Based on our successful establishment of the hepatic I/R injury model, we performed an injured liver peptide omics analysis that identified 682 differentially expressed peptides in the injured liver compared with those in the livers in the sham-operated group. Most peptides consisted of 9–17 amino acids, and the MW distribution was between 0.8 and 2.2 kDa, indicating that the peptides were valid. In our study, all the peptides had precursor proteins, and some were derived from the same protein. Several studies have shown that peptides often have biological effects similar to those of their precursor proteins.32 Therefore, analysis of the biological functions of these precursor proteins will help us understand the role of the differentially expressed peptides in the process of hepatic I/R injury. Through analyzing these precursor proteins by bioinformatics, the cellular components of these peptides were found to be enriched in mitochondria, and the biological functions were mainly involved in metabolic processes. Maintaining the function and integrity of mitochondria is essential for normal cellular homeostasis, particularly in the liver and heart.33 Studies have revealed that mitochondrial dysfunction has a strong correlation with I/R injury.34 Mitochondrial dynamics, including mitochondrial fusion,35 fission,36 biogenesis37 and mitophagy38 have been implicated in renal and cardiovascular diseases associated with I/R injury. The peptide functional analysis suggests that an imbalance in mitochondrial dynamics may have occurred in the injured liver, which promotes mitochondria as a therapeutic goal for hepatic I/R injury and in which the differentially abundant peptides may have an important role.

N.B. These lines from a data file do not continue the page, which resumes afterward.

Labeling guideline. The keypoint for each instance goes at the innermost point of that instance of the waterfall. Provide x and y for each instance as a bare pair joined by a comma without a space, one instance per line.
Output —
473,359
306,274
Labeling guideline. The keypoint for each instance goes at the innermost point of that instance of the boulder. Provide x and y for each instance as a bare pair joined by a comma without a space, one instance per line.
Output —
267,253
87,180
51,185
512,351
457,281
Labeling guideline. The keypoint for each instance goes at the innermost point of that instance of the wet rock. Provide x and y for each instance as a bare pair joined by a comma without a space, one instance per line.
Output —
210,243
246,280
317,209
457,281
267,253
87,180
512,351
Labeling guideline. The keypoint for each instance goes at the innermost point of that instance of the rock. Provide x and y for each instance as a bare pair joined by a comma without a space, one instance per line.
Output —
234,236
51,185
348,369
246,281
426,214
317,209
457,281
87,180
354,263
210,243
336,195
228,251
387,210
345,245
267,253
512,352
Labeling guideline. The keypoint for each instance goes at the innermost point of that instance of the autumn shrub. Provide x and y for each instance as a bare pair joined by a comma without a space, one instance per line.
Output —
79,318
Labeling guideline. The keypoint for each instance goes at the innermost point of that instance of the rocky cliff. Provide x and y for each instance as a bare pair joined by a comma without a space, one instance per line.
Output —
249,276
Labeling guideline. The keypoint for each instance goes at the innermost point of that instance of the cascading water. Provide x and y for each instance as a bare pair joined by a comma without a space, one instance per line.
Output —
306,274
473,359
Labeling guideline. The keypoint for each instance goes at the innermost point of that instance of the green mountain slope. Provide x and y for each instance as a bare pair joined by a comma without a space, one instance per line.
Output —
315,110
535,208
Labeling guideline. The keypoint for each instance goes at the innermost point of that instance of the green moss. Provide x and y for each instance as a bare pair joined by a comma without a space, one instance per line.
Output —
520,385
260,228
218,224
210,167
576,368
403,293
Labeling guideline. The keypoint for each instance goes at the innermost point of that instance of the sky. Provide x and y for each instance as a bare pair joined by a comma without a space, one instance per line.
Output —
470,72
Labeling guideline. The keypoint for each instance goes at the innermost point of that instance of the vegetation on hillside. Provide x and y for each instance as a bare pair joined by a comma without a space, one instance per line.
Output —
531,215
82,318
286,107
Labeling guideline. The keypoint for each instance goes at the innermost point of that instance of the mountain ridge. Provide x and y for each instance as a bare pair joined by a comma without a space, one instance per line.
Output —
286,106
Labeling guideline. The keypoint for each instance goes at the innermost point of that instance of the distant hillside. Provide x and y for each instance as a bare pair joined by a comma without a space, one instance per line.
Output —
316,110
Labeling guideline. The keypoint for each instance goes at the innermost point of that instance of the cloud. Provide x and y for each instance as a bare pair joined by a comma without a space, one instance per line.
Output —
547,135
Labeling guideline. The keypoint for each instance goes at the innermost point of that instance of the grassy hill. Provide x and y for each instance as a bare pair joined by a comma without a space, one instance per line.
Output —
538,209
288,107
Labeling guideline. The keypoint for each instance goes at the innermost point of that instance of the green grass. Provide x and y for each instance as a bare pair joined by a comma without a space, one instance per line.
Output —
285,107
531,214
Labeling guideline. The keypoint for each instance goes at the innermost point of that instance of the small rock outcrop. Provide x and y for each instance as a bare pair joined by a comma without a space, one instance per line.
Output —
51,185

The underlying mechanisms of hepatic I/R injury are mainly related to hepatocyte viability, inflammation, apoptosis, and oxidative stress injury.39,40 Our studies first focused on the role of candidate peptides in hepatocyte viability, and identified a peptide named LDP2 that has a hepatocyte-protective function. The results demonstrated that LDP2 inhibited the apoptosis and inflammation of hepatocytes induced by H/R. Interestingly, the bioinformatics analysis identified differentially expressed peptides that may be involved in the regulation of mitochondrial function in I/R-injured livers, reactive ROS levels, a major indicator of abnormal mitochondrial function,41 were not affected by LDP2, suggesting that there may be alternative mechanisms for LDP2 regulation of mitochondrial dynamics. Autophagy, as the other vital event of mitochondrial dysfunction, is also participated in hepatic I/R injury. Zhu et al.42 reported that rapamycin alleviated hepatic I/R injury by enhancing autophagy, but others have debated whether inactivation of autophagy ameliorates hepatic I/R injury.43 Although the evidence is inconclusive, recent studies highlight the therapeutic potential of controlled autophagy in the suppression of hepatic I/R injury. In our study, LDP2 significantly inhibited autophagy in hepatocytes, as evidenced by the reduced expression of autophagy marker proteins, indicating that autophagy contributed to hepatocyte injury and that LDP2 had a protective effect against hepatocyte damage via autophagy inhibition. LDP2 is derived from cytosol aminopeptidase (also called leucine aminopeptidase, LAP3), located at amino acids 319–330. Previous work revealed that LAP3 regulates apoptosis,44 inflammation,45 and autophagy.46 Based on those results and the findings of this study, we speculate that the LAP3 protein may be cleaved into a shorter peptide to protect against hepatocyte injury from I/R-induced apoptosis and inflammation through an underlying mechanism of autophagy inhibition. The protective effectiveness of LDP2 on I/R needs to be more specifically identified, and how LDP2 functions has yet to be investigated.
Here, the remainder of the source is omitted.